A more fundamental reason for believing that we have the freedom to will lies in the differences in cognitive structures of living organisms. As we know, plants do not have cognitive systems in the way animals do, and thus not having a will to act, they only respond to external stimuli of its environment as dictated by their genes. Animals excluding humans on the other hand, do possess a cognitive system of understanding the world via representations of external objects and thus able to respond to these mental stimuli as dictated by their genetics. In both cases, we can easily see the external stimuli accountable for their observed behavior. For instance, your pet dog attacking the neighbor’s cat can be explained by the circumstances that preceded the event and genetic programming of your dog. You will certainly not hold the dog fully responsible for its behavior as you believe that it could not have acted differently under the given circumstances.

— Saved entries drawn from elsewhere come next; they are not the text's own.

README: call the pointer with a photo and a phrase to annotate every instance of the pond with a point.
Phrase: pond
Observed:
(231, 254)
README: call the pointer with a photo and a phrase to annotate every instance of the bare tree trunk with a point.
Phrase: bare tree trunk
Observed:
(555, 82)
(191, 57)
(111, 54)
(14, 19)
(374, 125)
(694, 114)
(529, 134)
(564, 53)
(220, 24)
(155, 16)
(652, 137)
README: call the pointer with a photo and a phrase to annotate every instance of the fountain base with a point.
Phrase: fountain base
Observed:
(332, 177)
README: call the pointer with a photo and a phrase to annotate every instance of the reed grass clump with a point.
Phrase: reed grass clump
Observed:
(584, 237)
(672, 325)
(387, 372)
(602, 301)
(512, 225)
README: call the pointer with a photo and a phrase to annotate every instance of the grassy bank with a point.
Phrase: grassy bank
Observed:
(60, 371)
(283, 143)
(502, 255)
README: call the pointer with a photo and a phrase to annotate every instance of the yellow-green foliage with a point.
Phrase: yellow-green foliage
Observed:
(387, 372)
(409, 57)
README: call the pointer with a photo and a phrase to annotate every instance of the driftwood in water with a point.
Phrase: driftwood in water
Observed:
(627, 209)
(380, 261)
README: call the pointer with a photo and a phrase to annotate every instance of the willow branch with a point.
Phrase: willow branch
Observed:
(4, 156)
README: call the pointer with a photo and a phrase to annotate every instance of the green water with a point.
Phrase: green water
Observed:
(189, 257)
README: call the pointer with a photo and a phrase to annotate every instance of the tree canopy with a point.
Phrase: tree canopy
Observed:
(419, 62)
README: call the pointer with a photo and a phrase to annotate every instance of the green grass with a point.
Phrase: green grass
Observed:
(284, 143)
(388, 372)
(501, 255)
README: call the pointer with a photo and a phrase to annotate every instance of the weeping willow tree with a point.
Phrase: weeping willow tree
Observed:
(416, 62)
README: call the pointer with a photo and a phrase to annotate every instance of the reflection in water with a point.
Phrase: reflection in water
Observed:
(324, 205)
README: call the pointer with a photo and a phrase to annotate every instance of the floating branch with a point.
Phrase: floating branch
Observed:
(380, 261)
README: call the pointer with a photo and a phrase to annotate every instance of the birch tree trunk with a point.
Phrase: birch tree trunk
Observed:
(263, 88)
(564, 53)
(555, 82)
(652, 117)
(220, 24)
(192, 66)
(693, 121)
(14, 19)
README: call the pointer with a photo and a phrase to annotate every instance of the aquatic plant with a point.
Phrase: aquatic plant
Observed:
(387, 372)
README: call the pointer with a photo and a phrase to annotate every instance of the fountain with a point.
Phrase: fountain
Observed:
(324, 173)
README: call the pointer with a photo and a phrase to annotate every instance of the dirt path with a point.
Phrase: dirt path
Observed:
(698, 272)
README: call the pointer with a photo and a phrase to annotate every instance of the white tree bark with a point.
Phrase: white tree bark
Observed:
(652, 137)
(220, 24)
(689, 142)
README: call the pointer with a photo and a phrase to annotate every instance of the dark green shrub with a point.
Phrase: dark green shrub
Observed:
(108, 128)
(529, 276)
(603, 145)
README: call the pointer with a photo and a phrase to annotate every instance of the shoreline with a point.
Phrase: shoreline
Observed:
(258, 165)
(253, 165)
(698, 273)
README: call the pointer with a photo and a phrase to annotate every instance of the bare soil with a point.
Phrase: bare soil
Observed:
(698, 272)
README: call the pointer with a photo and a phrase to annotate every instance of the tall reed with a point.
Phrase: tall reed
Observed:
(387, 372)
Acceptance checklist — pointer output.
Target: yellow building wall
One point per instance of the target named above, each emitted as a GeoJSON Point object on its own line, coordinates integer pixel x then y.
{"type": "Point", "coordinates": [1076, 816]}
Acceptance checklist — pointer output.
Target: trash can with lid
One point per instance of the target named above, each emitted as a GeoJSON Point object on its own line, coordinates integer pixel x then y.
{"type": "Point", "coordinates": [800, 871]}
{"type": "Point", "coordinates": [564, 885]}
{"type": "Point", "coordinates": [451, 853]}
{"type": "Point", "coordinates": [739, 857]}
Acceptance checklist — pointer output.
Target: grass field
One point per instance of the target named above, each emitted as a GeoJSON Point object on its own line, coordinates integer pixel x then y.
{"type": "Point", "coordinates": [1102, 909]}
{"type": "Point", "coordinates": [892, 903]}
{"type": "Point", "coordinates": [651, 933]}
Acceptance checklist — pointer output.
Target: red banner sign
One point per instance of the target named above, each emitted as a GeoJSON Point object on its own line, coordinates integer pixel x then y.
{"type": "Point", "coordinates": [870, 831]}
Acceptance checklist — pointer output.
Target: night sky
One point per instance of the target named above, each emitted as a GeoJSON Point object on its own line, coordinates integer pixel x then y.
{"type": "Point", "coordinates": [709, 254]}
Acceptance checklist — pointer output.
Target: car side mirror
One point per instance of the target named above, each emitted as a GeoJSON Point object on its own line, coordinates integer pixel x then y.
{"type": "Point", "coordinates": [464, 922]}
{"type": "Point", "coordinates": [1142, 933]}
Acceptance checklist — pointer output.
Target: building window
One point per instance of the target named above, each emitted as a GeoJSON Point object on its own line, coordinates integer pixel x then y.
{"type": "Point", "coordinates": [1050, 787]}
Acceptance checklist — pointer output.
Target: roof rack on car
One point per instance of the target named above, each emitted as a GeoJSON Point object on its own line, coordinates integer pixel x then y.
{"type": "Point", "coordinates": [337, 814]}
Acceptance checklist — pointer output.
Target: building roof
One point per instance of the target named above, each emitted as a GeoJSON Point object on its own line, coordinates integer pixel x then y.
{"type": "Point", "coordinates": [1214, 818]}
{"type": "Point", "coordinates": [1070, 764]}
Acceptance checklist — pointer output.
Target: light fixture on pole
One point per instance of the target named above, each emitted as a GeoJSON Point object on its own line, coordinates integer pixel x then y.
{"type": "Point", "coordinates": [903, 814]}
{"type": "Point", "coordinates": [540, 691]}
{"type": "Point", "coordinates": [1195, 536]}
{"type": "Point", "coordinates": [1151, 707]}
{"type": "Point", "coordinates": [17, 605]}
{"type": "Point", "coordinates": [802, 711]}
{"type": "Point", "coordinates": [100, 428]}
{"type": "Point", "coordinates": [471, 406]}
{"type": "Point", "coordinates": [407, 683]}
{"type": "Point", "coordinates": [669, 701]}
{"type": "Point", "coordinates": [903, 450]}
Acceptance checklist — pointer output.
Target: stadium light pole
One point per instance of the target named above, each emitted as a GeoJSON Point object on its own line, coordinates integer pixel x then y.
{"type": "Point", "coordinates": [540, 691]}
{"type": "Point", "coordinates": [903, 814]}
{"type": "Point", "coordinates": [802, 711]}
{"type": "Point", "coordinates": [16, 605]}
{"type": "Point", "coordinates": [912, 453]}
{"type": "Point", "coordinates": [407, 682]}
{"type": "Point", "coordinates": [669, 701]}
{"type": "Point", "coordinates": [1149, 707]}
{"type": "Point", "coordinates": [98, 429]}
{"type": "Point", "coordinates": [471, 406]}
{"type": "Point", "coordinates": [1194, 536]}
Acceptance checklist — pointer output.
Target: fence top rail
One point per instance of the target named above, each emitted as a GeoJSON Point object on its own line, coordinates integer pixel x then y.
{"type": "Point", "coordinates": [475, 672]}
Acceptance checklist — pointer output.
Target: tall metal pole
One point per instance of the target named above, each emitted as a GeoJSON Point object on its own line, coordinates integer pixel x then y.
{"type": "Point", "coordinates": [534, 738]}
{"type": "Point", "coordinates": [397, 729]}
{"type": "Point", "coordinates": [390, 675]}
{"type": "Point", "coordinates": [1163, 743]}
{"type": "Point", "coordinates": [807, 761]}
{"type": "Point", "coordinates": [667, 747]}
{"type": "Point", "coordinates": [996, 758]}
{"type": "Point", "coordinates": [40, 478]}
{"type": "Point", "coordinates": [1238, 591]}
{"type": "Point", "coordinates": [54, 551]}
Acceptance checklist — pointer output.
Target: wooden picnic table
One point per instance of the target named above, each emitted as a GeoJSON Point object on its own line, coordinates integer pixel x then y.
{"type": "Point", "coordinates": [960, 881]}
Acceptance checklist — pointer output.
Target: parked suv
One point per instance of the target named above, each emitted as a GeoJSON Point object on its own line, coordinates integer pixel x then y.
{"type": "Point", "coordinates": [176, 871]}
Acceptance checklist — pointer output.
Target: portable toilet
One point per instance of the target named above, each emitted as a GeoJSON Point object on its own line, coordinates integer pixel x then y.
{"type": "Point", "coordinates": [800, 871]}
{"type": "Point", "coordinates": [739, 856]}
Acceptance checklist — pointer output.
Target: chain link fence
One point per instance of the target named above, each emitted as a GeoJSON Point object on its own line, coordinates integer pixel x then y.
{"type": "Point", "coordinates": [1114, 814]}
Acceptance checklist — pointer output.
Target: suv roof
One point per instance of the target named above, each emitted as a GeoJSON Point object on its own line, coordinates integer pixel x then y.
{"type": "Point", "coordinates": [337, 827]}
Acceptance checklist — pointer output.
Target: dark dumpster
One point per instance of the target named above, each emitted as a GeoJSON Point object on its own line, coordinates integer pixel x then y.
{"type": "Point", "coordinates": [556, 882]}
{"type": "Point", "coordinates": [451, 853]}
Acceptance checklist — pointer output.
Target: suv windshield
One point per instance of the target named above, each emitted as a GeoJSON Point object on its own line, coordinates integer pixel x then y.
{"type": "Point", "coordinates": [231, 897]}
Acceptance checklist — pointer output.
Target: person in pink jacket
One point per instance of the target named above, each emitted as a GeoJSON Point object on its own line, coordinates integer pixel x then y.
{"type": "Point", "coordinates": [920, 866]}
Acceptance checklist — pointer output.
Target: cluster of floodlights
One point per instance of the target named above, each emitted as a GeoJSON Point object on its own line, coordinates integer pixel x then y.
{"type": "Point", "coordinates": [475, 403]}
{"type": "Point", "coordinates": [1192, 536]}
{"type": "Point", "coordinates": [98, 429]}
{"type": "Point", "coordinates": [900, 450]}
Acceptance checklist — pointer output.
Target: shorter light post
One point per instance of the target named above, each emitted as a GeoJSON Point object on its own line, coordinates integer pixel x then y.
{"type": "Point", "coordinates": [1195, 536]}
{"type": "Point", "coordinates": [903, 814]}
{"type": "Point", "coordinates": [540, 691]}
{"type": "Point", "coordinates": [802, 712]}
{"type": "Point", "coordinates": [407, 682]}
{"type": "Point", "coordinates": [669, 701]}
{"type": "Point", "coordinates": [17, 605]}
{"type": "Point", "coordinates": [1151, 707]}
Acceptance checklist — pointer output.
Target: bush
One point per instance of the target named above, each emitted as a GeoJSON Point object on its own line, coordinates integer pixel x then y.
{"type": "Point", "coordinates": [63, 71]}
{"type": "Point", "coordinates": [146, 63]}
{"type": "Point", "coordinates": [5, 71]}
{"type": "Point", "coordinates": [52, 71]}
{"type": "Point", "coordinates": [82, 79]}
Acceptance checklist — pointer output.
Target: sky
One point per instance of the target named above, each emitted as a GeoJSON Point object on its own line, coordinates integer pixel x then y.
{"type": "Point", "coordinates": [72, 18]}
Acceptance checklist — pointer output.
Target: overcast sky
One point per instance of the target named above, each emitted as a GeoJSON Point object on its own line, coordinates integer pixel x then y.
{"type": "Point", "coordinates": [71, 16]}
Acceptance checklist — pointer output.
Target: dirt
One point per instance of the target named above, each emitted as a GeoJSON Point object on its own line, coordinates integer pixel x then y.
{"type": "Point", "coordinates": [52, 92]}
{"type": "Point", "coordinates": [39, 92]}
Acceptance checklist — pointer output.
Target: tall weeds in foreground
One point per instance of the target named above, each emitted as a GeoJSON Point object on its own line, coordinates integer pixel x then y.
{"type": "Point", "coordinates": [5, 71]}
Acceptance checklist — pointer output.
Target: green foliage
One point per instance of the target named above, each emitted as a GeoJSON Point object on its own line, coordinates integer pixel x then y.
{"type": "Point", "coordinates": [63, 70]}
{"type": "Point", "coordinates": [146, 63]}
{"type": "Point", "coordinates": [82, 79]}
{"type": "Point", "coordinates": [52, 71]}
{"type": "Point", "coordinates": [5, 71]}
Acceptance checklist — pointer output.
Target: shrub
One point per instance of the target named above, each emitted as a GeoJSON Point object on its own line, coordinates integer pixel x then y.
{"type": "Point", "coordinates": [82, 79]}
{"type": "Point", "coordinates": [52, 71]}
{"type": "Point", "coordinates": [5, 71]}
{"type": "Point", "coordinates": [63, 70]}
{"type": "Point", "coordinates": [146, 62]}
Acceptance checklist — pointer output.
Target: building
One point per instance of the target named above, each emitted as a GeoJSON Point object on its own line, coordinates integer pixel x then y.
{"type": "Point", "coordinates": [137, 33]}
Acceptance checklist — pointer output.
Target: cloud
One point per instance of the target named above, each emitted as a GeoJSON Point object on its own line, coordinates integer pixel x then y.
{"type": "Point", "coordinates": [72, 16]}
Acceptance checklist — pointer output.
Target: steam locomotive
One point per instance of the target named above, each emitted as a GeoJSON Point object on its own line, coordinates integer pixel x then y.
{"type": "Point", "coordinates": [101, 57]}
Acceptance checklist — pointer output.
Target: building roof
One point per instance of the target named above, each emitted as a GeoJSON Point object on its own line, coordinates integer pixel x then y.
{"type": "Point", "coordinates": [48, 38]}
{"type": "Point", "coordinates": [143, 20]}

Then why do we think only humans can act in a way that gives them a free choice in their response to external stimuli, with an unexplained freedom of will, and be responsible for all their acts? This is because our cognitive system with the addition of ‘reason’ to the faculty of understanding generates a host of abstract representations as stimuli which cannot be observed by anyone from outside. Therefore it is not possible to identify the associated causal connections directly explaining a particular behaviour in a clear-cut manner. Accordingly, it may look as if the human being’s actions are inexplicable and uncaused. That we can choose freely is just a strong illusion stemming from the complexity of the cognitive system in human beings.
Schopenhauer saw this very clearly when he said “I cannot will what I will”.